Now that question above is not rhetorical, and the answer to it is not obvious. Because that depends on your goal. If you want to construct superior argument which would be rationally convincing - the answer is yes, understanding the actual opposing argument is vital.
However, if you want to paint your opponent as an idiot, bigot or caveman - in order, for example, to convince an authority that they should not be considered rational beings and thus their concerns can be dismissed and it is morally permissible to subjugate their will to yours, as a superior being - then understanding their argument and even admitting a possibility that their argument can be understood and is not just an incomprehensible blathering only superficially resembling human speech - is of course a wrong tactics which would do absolutely no good.
Again, your actions here depend on your goal. And my claim is the left right now is virtually 100% invested in the second goal and behaves accordingly. I can understand why it is - the road of forcing your opponent to do what you like seems easier - I just think it's both morally wrong and disastrous in the long term, as as soon as two sides start playing this game - and they certainly already started - the possibility of having rational discourse which can discover the truth or at least get us closer to it is lost, and what we get is a series of shouting matches, in which truth doesn't matter and isn't even part of the calculus anymore.
Look, if someone thinks women shouldn't have the right to have an abortion if they choose, you're right, I am not going to tolerate that debate. I don't believe there is a debate. I'm sure there are a lot of topics you don't think are up for debate. We all have our lines in the sand.

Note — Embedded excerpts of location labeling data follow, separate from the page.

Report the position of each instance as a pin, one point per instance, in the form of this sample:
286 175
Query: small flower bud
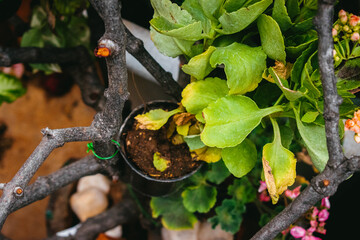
355 37
334 32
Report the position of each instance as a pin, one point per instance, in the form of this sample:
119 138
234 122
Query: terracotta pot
139 180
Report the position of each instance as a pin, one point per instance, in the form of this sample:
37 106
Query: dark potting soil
142 144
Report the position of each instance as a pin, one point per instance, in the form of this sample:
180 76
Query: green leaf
244 66
174 214
230 119
171 12
199 198
228 215
170 46
300 62
194 8
155 119
281 16
315 142
10 88
291 95
309 117
236 21
279 165
161 164
199 66
242 190
217 173
194 142
190 32
240 159
198 95
271 37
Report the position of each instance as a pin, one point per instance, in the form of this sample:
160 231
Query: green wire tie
91 147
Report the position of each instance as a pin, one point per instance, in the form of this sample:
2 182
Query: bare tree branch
338 168
44 186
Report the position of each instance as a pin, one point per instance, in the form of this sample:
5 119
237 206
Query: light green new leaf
281 16
217 173
155 119
228 215
230 119
315 142
240 159
174 214
291 95
199 198
244 66
198 95
171 12
10 88
190 32
271 37
170 46
279 166
236 21
161 164
199 66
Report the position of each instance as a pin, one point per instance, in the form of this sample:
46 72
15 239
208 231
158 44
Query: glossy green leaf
242 190
199 198
199 66
194 142
174 214
315 142
198 95
236 21
230 119
279 166
228 215
217 172
171 12
281 16
190 32
309 117
244 66
291 95
155 119
10 88
161 164
271 37
240 159
170 46
195 9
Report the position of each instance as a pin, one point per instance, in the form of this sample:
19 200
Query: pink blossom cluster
354 125
347 27
317 218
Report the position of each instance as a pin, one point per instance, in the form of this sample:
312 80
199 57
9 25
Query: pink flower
323 215
355 37
264 197
292 194
298 232
354 20
342 13
325 202
314 213
262 186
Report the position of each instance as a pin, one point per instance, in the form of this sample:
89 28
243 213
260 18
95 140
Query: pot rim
130 163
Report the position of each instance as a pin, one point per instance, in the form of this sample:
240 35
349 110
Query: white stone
207 233
116 232
88 203
188 234
94 181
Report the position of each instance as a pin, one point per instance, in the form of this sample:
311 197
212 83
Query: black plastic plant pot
134 176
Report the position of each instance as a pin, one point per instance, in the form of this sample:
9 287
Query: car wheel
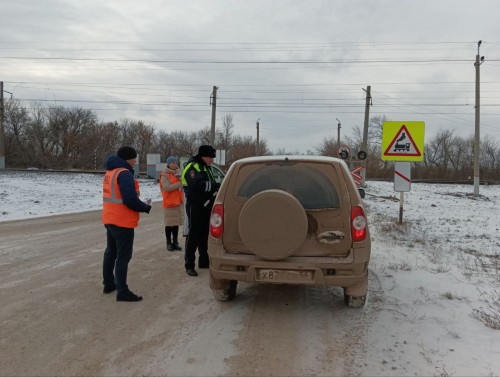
227 294
273 224
354 301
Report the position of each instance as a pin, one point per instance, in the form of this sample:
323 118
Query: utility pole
257 143
2 134
365 132
476 135
339 124
213 102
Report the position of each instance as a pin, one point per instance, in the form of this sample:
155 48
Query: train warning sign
403 141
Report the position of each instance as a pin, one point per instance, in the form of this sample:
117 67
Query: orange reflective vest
113 210
171 198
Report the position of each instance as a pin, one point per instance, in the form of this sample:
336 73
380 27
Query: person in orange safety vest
120 216
173 202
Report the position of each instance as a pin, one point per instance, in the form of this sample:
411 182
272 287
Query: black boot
175 233
168 235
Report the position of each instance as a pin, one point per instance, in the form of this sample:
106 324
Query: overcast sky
296 65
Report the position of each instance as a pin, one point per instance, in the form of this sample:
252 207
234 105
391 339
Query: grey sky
296 65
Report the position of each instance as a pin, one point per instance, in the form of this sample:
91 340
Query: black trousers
197 238
117 255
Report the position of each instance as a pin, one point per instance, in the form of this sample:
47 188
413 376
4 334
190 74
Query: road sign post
402 142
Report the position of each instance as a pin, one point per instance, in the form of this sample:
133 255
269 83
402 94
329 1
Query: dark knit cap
126 152
206 151
171 159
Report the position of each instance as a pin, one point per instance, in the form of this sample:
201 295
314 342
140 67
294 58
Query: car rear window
310 186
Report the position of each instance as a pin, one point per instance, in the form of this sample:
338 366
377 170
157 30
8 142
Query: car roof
289 157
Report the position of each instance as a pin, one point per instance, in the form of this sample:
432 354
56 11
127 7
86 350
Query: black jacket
126 183
198 182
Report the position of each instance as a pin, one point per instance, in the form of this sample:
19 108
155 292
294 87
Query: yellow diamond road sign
403 141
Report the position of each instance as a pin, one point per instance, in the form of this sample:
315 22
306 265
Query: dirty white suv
289 220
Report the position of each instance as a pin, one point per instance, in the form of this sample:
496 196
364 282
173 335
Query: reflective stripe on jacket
198 182
113 210
172 198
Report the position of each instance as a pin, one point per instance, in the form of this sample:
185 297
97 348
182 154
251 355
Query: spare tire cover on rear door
273 224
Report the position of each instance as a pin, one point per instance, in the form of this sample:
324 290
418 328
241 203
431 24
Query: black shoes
109 289
173 246
128 296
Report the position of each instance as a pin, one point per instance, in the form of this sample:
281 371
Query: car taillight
217 221
358 224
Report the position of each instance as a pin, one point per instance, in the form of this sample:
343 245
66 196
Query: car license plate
284 275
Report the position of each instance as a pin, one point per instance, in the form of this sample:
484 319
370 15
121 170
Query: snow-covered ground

> Look, if someone thinks women shouldn't have the right to have an abortion if they choose, you're right, I am not going to tolerate that debate. I don't believe there is a debate.
Which is you being intolerant of other viewpoints.
Let me actually make one of the counterarguments in case you've made up your mind without having heard them all. Suppose there is a family willing to adopt (who wants children but can't have them), and there is a way for someone other than the biological mother to carry the fetus to term (surrogacy, some new technology, etc.) In this context you've lost all the arguments about forcing the mother to do anything, because you're going to remove the fetus, the only question remaining is whether the mother then has the right to insist that the fetus die when there exists the ability to save its life.
Some evil Republicans come along and say no.
Don't you at least want to practice countering that argument, so when the day comes that the hypothetical technology exists you'll know what to say?
> I'm sure there are a lot of topics you don't think are up for debate. We all have our lines in the sand.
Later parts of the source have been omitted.